Search code examples
javadata-storageuser-generated-content

Are there any libraries or components that handle storage and fast retrieval of user-generated content?


Considering the case of having a large and active user base where each user wants to store a profile picture and some additional images or other artifacts, are there any libraries or frameworks that allow for easy storage and query of such data?

A reference implementation would be Facebook's Haystack Photo Infrastructure.

The following characteristics are important

  • Data store should scale well: adding resources should be transparent to the application using the store (similar question had an answer referring to LinkedIn's Voldemort).
  • Ability to add some meta-data alongside the data being stored.
  • Meta-data can be queried with good performance (e.g. stored in configurable index like Lucene/Solr).
  • Quick key-based access and some intermediate caching layer

Any recommendations for libraries or frameworks that can be easily integrated into a Java web application are welcome.

Update: thank you for the first few answers. I have to go into more detail on what type of answers are expected.

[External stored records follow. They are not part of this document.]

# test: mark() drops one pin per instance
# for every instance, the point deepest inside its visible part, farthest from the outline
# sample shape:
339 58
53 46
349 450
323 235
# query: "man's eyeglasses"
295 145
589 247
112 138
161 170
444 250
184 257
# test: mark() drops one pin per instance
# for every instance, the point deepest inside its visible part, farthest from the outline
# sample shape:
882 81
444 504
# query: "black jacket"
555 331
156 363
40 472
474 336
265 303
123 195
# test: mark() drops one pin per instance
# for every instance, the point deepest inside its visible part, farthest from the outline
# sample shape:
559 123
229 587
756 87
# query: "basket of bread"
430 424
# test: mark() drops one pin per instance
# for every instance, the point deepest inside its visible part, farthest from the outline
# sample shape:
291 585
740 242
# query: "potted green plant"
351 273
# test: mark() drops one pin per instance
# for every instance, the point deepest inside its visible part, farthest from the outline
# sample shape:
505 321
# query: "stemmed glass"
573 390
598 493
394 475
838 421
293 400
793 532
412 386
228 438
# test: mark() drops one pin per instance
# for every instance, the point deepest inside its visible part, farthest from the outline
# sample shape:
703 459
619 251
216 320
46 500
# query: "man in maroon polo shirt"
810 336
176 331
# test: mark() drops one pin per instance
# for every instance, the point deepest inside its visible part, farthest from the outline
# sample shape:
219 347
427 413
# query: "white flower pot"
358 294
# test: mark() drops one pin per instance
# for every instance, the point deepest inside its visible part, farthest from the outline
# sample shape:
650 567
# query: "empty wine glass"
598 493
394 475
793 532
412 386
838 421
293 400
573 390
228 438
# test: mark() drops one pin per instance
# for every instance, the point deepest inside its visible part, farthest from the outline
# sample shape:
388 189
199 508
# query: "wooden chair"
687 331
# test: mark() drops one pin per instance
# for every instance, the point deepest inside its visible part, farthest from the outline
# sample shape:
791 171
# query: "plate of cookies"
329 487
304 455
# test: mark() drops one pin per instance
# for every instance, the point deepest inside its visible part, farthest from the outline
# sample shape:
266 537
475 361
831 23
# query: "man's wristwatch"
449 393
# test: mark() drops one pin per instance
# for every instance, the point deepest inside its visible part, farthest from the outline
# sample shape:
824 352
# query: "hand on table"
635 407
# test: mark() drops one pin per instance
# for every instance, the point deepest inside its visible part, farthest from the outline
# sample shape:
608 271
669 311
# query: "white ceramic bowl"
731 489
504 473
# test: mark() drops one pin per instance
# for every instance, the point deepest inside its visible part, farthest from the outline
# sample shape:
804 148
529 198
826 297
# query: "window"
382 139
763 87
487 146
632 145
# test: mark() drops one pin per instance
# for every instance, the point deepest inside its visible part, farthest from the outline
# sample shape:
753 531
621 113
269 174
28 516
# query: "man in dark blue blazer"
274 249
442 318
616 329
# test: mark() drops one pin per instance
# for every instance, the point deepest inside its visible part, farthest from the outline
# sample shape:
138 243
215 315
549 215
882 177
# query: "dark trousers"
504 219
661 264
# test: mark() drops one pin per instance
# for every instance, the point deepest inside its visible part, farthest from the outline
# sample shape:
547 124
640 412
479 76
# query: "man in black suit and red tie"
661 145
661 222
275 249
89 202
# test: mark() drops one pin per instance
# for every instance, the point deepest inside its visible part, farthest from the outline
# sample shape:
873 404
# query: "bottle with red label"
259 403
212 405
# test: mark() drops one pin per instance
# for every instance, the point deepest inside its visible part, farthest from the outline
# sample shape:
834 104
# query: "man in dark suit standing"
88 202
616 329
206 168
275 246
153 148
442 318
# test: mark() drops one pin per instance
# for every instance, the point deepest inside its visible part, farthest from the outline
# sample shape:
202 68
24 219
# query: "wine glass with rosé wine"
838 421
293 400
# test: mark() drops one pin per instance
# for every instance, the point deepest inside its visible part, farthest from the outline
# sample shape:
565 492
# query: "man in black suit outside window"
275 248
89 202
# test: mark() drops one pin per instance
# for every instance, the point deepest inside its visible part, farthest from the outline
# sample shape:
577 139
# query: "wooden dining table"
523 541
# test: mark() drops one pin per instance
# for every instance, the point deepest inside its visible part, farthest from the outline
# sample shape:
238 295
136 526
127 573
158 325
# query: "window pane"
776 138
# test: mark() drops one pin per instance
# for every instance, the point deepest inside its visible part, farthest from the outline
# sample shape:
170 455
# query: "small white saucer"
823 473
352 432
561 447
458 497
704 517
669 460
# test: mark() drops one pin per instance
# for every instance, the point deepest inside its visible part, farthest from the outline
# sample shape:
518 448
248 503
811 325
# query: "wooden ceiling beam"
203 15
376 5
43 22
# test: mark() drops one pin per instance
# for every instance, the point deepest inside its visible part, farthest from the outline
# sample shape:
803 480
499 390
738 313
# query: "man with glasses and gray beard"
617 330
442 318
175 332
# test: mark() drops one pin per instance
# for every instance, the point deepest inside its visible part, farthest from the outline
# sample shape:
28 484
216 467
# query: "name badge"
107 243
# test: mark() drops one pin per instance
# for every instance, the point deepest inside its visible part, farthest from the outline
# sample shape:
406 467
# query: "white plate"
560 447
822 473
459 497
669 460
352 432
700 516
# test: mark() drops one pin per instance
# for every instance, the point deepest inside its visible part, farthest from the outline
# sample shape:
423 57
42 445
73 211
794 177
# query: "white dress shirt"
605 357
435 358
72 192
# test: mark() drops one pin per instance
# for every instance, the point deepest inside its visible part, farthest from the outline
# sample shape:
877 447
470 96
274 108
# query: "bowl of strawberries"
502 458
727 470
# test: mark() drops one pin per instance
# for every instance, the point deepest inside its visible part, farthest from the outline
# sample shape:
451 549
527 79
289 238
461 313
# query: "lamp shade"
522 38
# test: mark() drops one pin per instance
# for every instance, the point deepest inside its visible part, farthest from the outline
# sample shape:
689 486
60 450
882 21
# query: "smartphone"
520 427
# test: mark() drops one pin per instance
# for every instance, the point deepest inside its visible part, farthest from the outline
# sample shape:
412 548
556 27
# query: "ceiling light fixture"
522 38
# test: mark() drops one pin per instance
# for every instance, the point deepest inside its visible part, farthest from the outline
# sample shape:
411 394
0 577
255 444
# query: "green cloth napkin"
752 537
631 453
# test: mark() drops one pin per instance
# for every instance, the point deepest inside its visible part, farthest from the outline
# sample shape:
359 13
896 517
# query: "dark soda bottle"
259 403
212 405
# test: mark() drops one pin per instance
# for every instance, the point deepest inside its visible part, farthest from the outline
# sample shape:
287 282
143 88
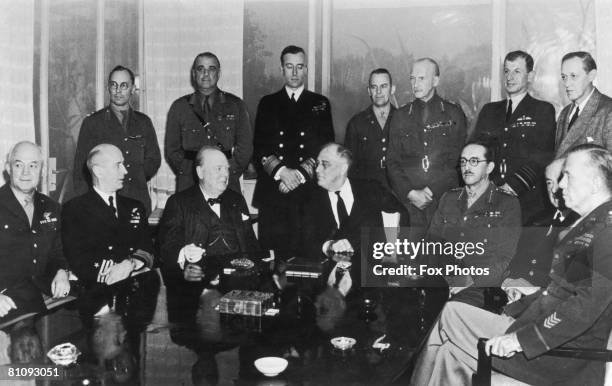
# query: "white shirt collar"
583 103
297 92
105 196
346 192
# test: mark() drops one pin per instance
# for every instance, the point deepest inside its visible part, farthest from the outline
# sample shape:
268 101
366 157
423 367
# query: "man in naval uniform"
524 130
210 117
130 130
425 140
290 128
367 133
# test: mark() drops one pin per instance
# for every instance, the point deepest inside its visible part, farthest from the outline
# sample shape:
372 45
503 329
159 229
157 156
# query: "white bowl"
271 366
343 342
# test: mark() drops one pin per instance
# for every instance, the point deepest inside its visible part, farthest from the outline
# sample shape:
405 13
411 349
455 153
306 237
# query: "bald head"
105 163
24 166
212 170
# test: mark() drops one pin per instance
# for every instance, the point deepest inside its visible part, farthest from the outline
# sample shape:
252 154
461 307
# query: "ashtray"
343 343
64 354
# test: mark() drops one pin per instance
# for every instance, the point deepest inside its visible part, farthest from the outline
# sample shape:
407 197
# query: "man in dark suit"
291 126
367 133
31 256
523 128
575 310
588 119
340 208
107 243
206 219
209 116
130 130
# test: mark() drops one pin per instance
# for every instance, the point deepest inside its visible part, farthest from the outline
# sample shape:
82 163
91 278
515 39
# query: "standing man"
210 117
291 126
31 256
574 310
425 140
367 133
588 119
106 240
478 213
524 129
129 130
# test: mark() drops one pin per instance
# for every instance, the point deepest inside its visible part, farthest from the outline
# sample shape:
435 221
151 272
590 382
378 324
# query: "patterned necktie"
112 205
574 117
341 209
509 111
28 206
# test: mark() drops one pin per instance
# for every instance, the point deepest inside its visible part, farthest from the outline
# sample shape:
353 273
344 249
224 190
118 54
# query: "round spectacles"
472 161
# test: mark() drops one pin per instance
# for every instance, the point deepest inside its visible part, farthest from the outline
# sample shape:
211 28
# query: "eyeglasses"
472 161
114 86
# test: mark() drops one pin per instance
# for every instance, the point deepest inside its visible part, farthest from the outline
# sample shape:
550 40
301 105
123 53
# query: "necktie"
206 107
29 208
112 205
341 208
574 117
213 201
509 111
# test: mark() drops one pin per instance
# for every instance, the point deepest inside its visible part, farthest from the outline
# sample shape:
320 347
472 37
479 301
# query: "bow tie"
213 201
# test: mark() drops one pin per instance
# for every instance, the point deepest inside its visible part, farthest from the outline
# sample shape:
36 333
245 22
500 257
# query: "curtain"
174 33
16 75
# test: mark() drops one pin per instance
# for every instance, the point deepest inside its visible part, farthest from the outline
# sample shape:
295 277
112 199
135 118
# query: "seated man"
204 220
573 311
339 208
31 257
477 213
106 240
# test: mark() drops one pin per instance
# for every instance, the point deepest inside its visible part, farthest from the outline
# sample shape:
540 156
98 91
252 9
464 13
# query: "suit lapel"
9 201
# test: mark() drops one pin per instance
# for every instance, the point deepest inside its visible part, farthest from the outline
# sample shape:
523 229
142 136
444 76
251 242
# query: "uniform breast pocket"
192 138
135 149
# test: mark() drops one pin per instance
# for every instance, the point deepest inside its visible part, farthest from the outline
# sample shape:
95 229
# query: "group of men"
314 197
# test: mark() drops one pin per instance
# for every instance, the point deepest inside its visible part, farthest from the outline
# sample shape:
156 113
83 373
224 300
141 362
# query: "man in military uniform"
367 133
575 310
477 213
290 128
211 117
129 130
524 130
31 256
106 240
425 140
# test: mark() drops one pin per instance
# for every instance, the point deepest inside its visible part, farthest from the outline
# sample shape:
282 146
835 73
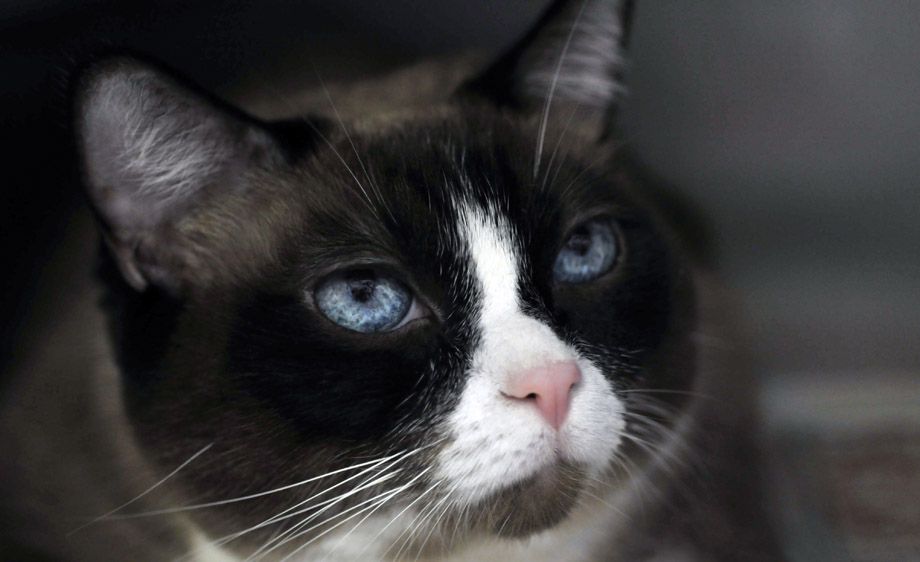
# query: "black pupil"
362 285
579 242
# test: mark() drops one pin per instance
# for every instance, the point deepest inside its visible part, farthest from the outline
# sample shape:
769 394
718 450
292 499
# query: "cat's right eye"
366 301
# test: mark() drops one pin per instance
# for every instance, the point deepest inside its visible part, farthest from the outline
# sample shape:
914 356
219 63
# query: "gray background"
792 124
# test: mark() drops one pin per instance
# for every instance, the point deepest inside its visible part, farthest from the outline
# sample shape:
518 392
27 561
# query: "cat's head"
441 320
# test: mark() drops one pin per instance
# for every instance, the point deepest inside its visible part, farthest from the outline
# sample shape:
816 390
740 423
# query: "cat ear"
152 149
574 56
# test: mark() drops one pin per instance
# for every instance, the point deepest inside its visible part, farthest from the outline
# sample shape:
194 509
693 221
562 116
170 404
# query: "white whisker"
145 492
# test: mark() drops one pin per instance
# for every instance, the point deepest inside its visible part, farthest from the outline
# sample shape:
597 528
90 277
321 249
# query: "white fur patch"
496 441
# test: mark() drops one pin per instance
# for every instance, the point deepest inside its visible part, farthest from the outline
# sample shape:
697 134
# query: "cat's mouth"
535 503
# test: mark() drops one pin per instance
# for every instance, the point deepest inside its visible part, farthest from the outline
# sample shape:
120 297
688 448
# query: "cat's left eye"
589 252
366 301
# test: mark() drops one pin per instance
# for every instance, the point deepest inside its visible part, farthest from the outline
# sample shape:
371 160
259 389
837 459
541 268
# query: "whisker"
250 496
541 135
145 492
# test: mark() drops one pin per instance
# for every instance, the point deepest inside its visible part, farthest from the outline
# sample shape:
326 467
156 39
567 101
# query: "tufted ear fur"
153 149
573 56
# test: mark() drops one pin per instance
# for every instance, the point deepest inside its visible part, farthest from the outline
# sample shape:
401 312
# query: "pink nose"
549 387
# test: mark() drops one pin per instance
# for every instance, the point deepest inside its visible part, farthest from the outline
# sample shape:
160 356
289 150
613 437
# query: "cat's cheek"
596 422
496 443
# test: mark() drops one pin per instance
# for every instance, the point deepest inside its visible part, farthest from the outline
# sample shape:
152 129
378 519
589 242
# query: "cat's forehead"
418 178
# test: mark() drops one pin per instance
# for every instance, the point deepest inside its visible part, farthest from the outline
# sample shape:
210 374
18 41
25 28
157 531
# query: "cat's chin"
535 503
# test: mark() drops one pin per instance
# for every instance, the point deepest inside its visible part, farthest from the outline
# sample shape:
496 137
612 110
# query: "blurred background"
794 125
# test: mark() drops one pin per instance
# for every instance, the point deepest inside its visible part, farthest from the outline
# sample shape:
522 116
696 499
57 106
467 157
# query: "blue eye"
363 301
588 253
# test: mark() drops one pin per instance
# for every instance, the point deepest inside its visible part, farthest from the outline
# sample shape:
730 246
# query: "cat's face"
438 321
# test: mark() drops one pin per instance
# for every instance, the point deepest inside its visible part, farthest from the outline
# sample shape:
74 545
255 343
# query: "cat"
443 315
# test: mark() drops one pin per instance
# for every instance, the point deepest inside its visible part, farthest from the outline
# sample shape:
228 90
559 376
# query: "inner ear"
574 56
154 149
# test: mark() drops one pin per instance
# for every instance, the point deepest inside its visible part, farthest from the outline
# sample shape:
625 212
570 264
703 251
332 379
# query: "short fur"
218 226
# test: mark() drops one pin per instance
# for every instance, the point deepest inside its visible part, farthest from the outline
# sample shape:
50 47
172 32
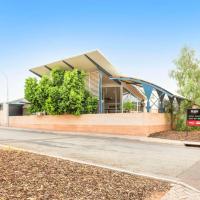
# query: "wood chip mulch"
30 176
178 135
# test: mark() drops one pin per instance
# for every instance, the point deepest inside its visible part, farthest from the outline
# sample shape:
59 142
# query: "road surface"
162 160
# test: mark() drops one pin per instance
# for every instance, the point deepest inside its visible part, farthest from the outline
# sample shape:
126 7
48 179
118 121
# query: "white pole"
7 99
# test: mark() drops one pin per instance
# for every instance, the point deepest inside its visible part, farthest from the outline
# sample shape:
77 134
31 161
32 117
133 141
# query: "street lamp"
7 98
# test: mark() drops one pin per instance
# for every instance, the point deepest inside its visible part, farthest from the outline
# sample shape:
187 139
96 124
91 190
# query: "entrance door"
112 100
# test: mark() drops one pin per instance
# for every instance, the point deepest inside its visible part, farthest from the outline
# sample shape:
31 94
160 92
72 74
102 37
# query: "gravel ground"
178 135
30 176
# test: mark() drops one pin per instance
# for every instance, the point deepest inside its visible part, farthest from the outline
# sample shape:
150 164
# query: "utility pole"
7 98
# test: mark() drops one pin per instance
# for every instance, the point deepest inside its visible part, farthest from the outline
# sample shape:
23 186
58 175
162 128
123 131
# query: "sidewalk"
179 192
151 157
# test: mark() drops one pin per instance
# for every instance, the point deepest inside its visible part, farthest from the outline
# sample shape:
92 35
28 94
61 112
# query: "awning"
90 61
142 83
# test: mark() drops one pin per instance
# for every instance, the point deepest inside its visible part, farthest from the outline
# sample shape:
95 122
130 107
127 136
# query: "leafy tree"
61 92
128 106
187 76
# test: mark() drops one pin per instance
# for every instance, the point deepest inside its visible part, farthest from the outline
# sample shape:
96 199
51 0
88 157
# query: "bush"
61 92
128 106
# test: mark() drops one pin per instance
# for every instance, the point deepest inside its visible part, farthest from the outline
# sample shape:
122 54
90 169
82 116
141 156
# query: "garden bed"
30 176
178 135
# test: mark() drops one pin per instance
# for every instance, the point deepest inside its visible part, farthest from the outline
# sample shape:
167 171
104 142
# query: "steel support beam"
100 68
179 100
148 91
35 73
47 67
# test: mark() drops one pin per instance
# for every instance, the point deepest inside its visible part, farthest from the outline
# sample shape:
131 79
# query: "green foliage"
187 76
181 116
128 106
61 92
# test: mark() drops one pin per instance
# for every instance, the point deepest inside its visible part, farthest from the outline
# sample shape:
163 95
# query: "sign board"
193 117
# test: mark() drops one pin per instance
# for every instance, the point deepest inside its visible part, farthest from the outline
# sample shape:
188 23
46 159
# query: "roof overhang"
89 62
140 83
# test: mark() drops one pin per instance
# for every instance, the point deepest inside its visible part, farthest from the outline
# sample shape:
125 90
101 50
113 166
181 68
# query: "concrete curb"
172 181
104 135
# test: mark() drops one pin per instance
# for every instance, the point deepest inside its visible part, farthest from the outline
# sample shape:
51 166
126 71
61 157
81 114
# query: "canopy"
90 61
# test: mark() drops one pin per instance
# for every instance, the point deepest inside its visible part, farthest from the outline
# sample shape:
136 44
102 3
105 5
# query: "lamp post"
7 98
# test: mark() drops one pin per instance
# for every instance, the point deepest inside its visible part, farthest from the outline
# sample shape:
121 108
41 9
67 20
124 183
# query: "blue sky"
141 38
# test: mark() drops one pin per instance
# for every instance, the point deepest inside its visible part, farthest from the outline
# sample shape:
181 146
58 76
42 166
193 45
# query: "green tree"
61 92
187 76
128 106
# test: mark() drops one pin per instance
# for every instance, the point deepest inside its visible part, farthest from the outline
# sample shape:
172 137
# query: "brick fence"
118 123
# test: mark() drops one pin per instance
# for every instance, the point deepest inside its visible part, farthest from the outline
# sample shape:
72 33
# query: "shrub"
128 106
61 92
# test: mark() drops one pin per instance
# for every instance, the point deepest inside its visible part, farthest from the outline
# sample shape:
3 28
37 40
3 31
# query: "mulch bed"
30 176
178 135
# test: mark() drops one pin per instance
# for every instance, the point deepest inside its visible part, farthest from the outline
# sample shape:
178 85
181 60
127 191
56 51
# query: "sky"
140 38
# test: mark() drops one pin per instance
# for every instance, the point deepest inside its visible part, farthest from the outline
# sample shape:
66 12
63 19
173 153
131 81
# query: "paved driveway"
162 160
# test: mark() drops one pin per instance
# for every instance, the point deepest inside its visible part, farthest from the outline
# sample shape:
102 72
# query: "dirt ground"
178 135
30 176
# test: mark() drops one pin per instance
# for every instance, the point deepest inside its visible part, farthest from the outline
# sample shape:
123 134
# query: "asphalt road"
163 160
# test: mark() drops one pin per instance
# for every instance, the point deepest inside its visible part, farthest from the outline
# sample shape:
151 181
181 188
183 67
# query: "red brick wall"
120 123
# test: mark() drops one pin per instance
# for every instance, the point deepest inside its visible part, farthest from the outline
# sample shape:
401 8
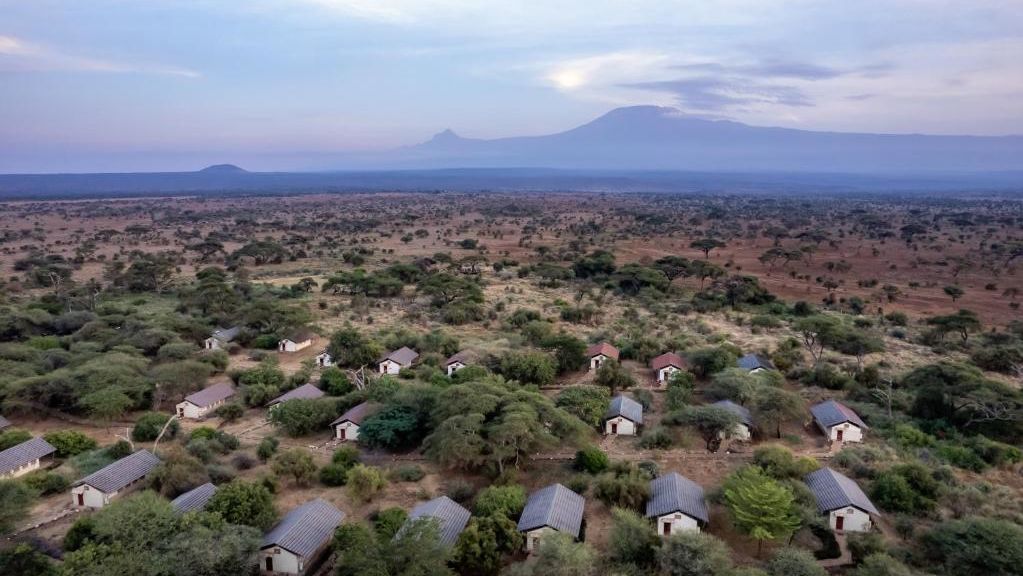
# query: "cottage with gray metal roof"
677 503
755 363
202 403
194 499
842 499
299 541
551 508
838 422
221 338
304 392
744 430
623 417
25 457
450 517
98 488
395 361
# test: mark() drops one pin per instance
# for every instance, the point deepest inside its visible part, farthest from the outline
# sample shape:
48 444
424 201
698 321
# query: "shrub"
70 442
591 459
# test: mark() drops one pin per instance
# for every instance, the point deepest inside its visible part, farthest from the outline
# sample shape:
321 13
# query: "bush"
408 473
149 425
70 442
591 459
507 500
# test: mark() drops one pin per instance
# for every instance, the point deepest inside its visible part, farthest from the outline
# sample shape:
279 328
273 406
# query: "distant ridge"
665 138
223 169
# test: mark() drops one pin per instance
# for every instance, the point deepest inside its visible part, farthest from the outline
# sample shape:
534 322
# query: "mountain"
664 138
223 169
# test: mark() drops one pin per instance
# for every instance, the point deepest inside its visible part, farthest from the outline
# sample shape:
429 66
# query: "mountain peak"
223 169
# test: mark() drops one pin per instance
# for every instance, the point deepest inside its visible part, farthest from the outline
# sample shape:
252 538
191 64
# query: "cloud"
19 55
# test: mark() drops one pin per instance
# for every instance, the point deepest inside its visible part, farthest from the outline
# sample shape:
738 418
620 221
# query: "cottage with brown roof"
667 364
202 403
601 353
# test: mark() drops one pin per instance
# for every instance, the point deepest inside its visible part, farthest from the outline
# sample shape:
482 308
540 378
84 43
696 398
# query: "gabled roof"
301 335
305 529
403 356
463 356
744 414
452 518
554 506
625 407
754 361
673 492
193 499
211 395
306 391
24 453
122 473
835 490
604 348
832 413
667 359
226 335
356 413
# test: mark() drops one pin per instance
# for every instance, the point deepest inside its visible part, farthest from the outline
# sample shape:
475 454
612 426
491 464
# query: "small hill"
223 169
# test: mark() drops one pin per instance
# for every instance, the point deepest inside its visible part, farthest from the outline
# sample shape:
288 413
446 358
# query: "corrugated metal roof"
604 348
403 356
122 473
741 411
356 413
305 529
193 499
26 452
673 492
835 490
452 518
626 407
306 391
211 395
830 413
226 335
754 361
667 359
556 506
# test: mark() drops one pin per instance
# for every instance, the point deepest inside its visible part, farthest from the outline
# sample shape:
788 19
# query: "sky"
151 85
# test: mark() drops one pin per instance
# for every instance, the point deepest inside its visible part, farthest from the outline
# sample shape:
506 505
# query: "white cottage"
324 360
847 506
96 490
624 416
221 338
838 422
665 365
202 403
676 503
301 540
601 353
346 428
395 361
25 457
298 341
554 508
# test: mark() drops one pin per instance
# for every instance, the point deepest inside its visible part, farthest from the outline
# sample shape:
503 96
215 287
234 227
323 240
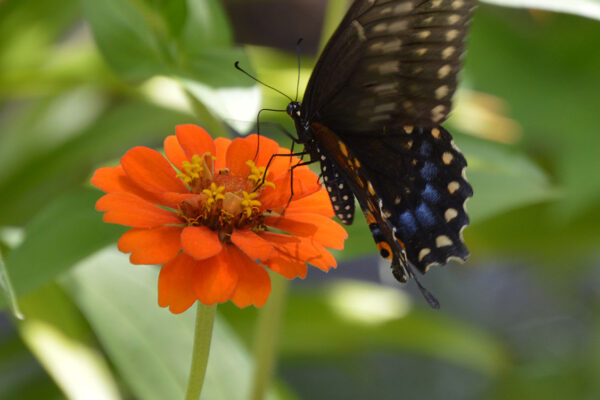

Tobu's answer, although not java related is very good (just voted up). It is possible to implement a solution with a combination of file system access and a DB and add some layer of caching in between, but I consider it a waste of time, if someone more qualified than me has already designed, implemented and run a better solution. Something based on a solution with underlying DB or JCR implementations is a good fit, but implementing the other infrastructure is not what I want to do.


Solution

  • We've made good experiences with the media repository from Fedora Commons (http://www.fedora-commons.org/), which allows you to store media assets alongside their associated metadata. We did not have any problems with scalability or customization nor was it difficult to exchange the underlying storage layer with a triple store (if this would be needed in your case). If you need to index your data using Solr you can use a predefined meta data field ("RELS-EXT") to store XML based data.